Als der Fashion Trust 2022 in den USA startete, noch vor seiner ersten Preisverleihung 2023, war die Lage für unabhängige Designer bereits schwierig. Eine Wirtschaftskrise trieb die Kosten in die Höhe und setzte insbesondere kleine Marken unter Druck. Die erste Gruppe der Finalisten des Fashion Trust US (FTUS) unterstrich ihren Bedarf an konkreterer Unterstützung.
Vier Jahre später ist der Aufbau und Erhalt einer Marke noch schwieriger. Seit 2023 haben große Online-Händler wie Matches, Farfetch und Ssense Insolvenz angemeldet. Nur ein Jahr nachdem Saks Ende 2024 Neiman Marcus und Bergdorf Goodman übernommen hatte, um Saks Global zu bilden, ereilte die Gruppe das gleiche Schicksal und befindet sich nun in einer Restrukturierung, um die Zahlungsfähigkeit wiederzuerlangen. Bei solchen Insolvenzen bleiben typischerweise kleine bis mittelgroße unabhängige Marken auf ihren Forderungen sitzen. Dann veränderten 2025 neue Zölle die globale Modeindustrie und zwangen Marken, steigende Kosten für Produktion, Import und Vertrieb zu bewältigen.

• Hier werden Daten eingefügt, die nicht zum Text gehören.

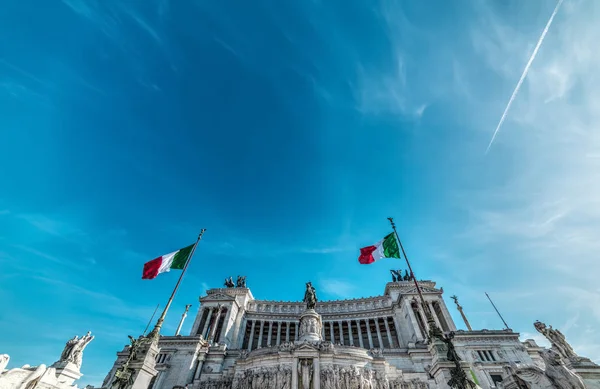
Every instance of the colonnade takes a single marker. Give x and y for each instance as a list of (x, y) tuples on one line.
[(379, 332)]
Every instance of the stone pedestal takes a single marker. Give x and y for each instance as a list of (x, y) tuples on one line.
[(144, 366), (310, 326)]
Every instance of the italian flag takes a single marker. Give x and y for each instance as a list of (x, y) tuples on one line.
[(385, 248), (175, 260)]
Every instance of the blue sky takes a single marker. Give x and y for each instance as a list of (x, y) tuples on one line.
[(291, 130)]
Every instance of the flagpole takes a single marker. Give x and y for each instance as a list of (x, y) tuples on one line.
[(150, 321), (498, 312), (433, 329), (154, 334)]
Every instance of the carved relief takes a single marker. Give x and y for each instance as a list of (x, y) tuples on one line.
[(279, 377), (352, 377), (219, 383)]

Während Städte wie Paris und Mailand starke Förderprogramme für unabhängige Designer bieten, ist die institutionelle Unterstützung in den USA begrenzt, ohne staatliche Finanzierung und mit wenigen großen Auszeichnungen. Der jährliche CFDA/Vogue Fashion Fund ist die renommierteste, der im Laufe der Jahre über 8 Millionen US-Dollar aus privat aufgebrachten Mitteln an Nachwuchstalente vergeben hat.
Durch FTUS möchte Gründerin Tania Fares die für amerikanische Designer verfügbare Unterstützung ausbauen. "Das System hier ist schnelllebig und hochkommerziell, aber die Unterstützung hält mit dieser Realität nicht Schritt", sagt sie im Rückblick auf die vierjährige Reise der Non-Profit-Organisation. "Es gibt starke Initiativen, aber nicht genug – insbesondere angesichts der Größe der Vereinigten Staaten."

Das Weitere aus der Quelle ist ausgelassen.